With the Supreme Court allowing the Maharashtra government to cut down the size of the Great Indian Bustard sanctuary area spreading over Solapur and Ahmednagar district by nearly 85% last month, forest officials are in the process of stepping up conservation efforts in the remaining areas, with a special focus core area of around 193 sqkm in isolated pockets in Solapur district. But even that will not be an easy task.
"With a total staff of 60 personnel it is impossible to monitor such a large area, which included developed townships," Praveen Pardesi, principal secretary (forests) said. "Now the government can focus on core areas and improve the conservation efforts." However, the government will have to acquire private lands to make continuous patches available for breeding of the bird, officials said.
A budget of Rs 10 crore has been set aside to acquire 434 hectares in the core area of Nanaj Mardi, officials said. 'Core areas' imply lands owned by the forest and revenue departments that can be given strict protection.The sanctuary has been reduced from 8494 square km to 1222 square km. This also halves the protected area under Wildlife Protection Act in the state. The bird population in the sanctuary has reduced from 61 in 1989 to just nine in 2010. With less than 300 GIBs remaining in the country, International Union for Conservation of Nature (IUCN) declared the bird critically endangered in June 2011.
Activists say it all started in 1979 with a "knee-jerk" reaction to safeguard one of the heaviest flying birds, when the government notified the entire region including urban and developed areas of Solapur and few other towns in the vicinity. Despite that the authorities could not prevent steady habitat erosion and subsequent decrease in numbers in this vast unsustainable expanse, experts say.

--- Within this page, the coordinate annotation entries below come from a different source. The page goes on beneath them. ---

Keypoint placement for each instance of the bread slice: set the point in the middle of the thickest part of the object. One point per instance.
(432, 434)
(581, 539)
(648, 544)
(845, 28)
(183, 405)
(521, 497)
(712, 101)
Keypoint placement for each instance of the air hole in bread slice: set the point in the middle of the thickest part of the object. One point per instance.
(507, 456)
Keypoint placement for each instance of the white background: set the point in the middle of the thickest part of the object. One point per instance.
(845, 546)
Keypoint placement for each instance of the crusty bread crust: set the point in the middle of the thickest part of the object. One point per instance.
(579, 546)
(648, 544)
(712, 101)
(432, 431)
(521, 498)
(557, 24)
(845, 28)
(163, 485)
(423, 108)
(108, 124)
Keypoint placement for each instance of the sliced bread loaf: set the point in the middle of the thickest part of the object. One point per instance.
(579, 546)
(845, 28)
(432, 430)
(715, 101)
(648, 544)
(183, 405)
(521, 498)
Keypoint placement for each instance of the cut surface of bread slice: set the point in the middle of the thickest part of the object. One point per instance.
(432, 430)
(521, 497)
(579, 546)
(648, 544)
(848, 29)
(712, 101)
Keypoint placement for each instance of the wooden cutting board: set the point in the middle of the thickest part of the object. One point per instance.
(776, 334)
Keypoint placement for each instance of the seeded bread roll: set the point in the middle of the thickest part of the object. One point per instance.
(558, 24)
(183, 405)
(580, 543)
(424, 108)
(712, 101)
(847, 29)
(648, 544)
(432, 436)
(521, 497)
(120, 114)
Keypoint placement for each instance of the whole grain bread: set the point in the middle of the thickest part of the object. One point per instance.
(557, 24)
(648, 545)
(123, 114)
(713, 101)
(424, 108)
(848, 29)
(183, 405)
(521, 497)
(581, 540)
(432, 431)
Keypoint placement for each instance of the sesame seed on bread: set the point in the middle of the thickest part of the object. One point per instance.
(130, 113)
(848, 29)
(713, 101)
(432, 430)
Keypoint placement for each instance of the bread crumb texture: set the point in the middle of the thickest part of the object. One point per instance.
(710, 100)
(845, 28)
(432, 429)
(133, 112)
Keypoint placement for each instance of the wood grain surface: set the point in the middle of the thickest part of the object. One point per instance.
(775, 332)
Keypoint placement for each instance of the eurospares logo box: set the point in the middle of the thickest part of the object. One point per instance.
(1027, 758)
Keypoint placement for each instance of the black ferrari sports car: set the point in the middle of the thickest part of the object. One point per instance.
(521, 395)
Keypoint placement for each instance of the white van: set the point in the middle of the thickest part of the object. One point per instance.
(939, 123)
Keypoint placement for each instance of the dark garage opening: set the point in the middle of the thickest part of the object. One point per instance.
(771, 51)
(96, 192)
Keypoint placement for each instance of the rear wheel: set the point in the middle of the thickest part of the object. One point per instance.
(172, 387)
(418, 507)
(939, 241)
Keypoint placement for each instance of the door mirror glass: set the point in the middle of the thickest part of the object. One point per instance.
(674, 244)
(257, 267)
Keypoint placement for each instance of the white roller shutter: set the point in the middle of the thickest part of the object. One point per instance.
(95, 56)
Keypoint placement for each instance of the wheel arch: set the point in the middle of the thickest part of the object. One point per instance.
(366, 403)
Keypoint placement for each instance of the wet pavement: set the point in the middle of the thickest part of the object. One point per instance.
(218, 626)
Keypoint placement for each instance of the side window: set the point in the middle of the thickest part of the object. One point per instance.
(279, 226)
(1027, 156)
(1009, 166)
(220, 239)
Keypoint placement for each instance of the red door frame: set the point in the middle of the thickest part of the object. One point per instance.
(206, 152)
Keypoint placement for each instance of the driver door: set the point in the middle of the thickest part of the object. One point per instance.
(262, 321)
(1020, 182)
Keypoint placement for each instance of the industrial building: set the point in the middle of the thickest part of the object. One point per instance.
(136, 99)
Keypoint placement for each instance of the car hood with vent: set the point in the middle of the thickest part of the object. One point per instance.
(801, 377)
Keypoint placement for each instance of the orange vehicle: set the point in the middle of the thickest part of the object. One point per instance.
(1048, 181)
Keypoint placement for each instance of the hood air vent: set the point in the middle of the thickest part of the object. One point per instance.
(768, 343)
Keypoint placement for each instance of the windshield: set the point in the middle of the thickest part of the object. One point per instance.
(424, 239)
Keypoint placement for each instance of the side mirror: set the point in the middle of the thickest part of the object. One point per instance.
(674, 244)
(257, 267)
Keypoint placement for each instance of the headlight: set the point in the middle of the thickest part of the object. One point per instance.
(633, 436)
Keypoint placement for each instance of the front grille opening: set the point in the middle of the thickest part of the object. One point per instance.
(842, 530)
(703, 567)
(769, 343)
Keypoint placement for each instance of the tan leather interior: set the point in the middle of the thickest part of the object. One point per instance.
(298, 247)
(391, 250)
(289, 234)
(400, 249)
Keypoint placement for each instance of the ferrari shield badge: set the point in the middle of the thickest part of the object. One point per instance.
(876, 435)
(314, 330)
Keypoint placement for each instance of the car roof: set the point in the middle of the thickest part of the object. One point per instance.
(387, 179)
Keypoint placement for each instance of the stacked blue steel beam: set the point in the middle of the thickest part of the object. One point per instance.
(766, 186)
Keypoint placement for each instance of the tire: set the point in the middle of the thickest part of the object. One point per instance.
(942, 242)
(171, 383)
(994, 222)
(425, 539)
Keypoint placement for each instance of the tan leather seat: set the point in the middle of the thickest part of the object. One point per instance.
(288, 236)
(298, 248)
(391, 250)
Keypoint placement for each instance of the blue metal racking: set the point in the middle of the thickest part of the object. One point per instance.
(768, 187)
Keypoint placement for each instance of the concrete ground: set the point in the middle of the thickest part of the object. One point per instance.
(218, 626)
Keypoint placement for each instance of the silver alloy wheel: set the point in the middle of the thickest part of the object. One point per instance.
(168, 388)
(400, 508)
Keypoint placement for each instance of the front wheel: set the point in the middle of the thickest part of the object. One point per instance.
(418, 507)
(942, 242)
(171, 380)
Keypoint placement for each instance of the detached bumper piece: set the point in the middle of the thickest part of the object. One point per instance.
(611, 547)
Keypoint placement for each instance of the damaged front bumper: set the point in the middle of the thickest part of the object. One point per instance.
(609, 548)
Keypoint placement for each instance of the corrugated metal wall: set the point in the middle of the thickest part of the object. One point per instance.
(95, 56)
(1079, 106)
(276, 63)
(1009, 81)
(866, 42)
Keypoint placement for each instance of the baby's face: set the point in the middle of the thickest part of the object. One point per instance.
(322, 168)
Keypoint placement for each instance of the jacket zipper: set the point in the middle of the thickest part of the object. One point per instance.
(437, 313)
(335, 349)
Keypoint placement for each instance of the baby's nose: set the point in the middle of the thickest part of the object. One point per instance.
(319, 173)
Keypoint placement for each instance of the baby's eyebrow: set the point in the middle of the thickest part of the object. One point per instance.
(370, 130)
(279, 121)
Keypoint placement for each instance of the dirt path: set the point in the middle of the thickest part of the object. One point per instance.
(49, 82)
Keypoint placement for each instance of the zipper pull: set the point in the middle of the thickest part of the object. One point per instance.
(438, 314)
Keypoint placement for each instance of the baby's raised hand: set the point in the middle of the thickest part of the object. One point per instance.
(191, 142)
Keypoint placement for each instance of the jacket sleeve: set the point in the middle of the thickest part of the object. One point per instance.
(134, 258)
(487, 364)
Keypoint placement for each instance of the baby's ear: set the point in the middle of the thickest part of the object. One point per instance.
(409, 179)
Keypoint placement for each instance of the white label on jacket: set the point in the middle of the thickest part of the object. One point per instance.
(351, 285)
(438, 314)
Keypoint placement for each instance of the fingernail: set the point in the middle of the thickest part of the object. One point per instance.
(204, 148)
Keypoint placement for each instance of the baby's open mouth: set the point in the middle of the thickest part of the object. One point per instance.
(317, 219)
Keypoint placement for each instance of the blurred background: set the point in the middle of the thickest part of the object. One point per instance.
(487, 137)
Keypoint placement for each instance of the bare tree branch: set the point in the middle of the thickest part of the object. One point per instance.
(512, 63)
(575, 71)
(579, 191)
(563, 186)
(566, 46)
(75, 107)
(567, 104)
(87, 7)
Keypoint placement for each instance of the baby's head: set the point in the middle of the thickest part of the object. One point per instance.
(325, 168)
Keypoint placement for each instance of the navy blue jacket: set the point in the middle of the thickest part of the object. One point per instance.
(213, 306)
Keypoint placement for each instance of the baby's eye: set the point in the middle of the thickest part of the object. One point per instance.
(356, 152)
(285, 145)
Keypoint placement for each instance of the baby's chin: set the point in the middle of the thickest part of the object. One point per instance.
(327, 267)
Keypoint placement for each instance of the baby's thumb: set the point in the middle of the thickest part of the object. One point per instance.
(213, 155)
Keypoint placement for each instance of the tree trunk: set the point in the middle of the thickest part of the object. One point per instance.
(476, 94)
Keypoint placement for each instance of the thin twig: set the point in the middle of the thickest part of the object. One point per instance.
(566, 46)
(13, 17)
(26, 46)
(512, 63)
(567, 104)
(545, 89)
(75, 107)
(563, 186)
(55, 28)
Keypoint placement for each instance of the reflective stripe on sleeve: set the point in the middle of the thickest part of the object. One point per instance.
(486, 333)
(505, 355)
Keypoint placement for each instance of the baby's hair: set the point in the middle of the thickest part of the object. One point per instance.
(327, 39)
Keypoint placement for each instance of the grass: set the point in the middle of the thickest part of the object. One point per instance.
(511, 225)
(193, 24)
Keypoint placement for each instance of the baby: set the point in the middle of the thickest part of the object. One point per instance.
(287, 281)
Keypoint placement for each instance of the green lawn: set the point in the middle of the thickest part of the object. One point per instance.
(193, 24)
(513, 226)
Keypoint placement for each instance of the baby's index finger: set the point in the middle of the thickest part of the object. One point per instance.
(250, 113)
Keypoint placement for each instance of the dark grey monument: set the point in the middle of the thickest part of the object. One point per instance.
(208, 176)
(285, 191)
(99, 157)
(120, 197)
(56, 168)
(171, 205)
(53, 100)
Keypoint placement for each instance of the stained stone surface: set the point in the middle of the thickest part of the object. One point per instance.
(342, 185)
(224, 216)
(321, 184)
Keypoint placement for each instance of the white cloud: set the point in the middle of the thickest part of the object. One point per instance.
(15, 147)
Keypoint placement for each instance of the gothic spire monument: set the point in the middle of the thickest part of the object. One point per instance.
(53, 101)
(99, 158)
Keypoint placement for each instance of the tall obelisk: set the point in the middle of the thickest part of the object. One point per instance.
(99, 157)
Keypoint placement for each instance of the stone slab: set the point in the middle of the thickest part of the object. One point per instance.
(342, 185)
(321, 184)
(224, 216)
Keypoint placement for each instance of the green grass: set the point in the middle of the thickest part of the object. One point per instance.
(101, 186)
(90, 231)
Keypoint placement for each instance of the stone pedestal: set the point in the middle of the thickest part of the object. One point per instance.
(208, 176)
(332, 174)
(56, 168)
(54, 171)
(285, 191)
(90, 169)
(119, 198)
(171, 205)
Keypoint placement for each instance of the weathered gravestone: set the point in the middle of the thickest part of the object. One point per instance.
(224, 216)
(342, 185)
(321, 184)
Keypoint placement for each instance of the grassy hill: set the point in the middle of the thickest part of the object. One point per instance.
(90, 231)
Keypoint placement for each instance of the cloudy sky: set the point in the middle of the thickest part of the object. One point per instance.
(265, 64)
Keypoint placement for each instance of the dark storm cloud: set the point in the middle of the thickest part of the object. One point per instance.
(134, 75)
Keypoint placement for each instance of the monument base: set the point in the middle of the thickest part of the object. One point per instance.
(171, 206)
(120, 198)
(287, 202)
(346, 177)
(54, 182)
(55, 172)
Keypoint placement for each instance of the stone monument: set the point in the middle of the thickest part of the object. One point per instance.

The bird, which reportedly lost out to the peacock when the national bird was chosen because of its tricky spelling, feeds on insects around farms and prefers to live on dry grasslands. However, increased use of pesticides and insecticides has affected availability of food for the bird. "The bird needs undisturbed areas for breeding," said Sujit Narwade, scientist in-charge, ENVIS Centre at the Bombay Natural History Society.